During the classroom sessions, we covered how in other parts of the world, such as Brazil, women vetiver harvesters wear long-sleeved shirts and protective gloves and even snake guards on their shins. Photos of my time in Brazil with these women helped to illustrate how easy it would be to protect themselves. I promised on my next visit to come with gloves and long-sleeve shirts.
Quality raw materials for essential oils, organic practices, and workplace wellbeing are some of my deepest passions. I truly believe that as these practices spread, our world will be a healthier, happier place.
I was very humbled to be of service to the wonderful people I met in Nepal. The hard work and dedication of the students impressed me—many had travelled very long distances to attend the training.

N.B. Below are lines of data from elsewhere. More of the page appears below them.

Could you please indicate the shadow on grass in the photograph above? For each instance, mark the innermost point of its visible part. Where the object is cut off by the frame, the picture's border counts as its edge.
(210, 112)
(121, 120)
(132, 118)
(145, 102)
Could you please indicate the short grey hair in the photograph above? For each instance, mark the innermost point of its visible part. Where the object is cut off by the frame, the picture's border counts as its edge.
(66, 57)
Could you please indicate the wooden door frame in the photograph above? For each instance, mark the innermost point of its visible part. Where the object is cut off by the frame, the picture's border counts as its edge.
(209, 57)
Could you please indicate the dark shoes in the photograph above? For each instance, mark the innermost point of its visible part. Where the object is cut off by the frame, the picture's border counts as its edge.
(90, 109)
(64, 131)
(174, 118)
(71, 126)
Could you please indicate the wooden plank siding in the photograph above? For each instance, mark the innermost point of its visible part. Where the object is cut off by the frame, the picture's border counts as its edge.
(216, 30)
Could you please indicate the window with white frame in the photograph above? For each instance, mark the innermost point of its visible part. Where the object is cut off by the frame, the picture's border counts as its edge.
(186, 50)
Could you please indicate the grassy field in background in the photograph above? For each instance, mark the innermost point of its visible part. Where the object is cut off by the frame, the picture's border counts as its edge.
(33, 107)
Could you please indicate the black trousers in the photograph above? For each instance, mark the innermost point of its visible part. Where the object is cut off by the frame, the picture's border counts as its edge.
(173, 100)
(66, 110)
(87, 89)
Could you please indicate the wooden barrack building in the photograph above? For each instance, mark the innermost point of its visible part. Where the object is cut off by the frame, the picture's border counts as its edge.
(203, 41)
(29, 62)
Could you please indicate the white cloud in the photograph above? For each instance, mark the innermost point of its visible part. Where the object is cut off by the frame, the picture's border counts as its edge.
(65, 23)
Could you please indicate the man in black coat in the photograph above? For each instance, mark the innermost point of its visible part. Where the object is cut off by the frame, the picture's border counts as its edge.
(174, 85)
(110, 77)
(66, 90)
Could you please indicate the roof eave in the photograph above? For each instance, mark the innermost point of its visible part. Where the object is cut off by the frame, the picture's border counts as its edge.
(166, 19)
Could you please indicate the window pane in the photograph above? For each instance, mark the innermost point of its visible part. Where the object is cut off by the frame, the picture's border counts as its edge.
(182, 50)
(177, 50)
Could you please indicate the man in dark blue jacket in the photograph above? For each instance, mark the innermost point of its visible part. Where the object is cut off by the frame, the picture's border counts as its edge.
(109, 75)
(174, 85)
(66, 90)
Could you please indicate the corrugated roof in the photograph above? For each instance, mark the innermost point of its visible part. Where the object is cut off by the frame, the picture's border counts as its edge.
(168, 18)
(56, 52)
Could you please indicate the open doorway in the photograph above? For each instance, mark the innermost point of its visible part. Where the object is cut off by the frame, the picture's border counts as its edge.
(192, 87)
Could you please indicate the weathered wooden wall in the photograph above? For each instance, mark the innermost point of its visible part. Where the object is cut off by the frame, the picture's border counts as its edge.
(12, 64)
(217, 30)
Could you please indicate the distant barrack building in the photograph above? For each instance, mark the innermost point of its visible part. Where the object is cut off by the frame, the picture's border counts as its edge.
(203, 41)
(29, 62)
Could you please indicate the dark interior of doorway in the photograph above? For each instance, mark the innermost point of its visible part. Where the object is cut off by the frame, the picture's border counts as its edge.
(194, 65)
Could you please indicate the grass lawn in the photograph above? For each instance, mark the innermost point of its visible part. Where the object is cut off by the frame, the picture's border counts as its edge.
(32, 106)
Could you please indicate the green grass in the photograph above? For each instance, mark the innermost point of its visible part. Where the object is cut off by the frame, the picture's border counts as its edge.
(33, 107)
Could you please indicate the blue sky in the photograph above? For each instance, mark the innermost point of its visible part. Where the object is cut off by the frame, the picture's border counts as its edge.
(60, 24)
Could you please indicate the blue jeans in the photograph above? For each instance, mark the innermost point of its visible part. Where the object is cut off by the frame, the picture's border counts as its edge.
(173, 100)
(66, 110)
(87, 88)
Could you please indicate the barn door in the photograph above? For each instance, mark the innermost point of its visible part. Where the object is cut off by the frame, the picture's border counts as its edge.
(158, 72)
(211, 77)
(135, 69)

I also learned a lot about the culture and history of Nepal through conversations with my students, interpreters, travel companions, and locals. Even though this was my second visit to Nepal, coming as a Winrock volunteer rather than as an independent traveler gave me the opportunity to talk to people I would never have met in other circumstances. Winrock staff and FEWUN members were wonderful at sharing their knowledge and their support and kindness during the trip was most appreciated.
Lastly, I was filled with love and compassion for the women and all the other farmers who reached out to me with such kindness and smiles and laughter. I feel as if I have made life-long friends and will endeavor to return either as a volunteer on a future project to continue to provide support and ongoing training or under my own capacity. Our goal is to continue to support these wonderful hardworking Nepalese farmers in every way we can.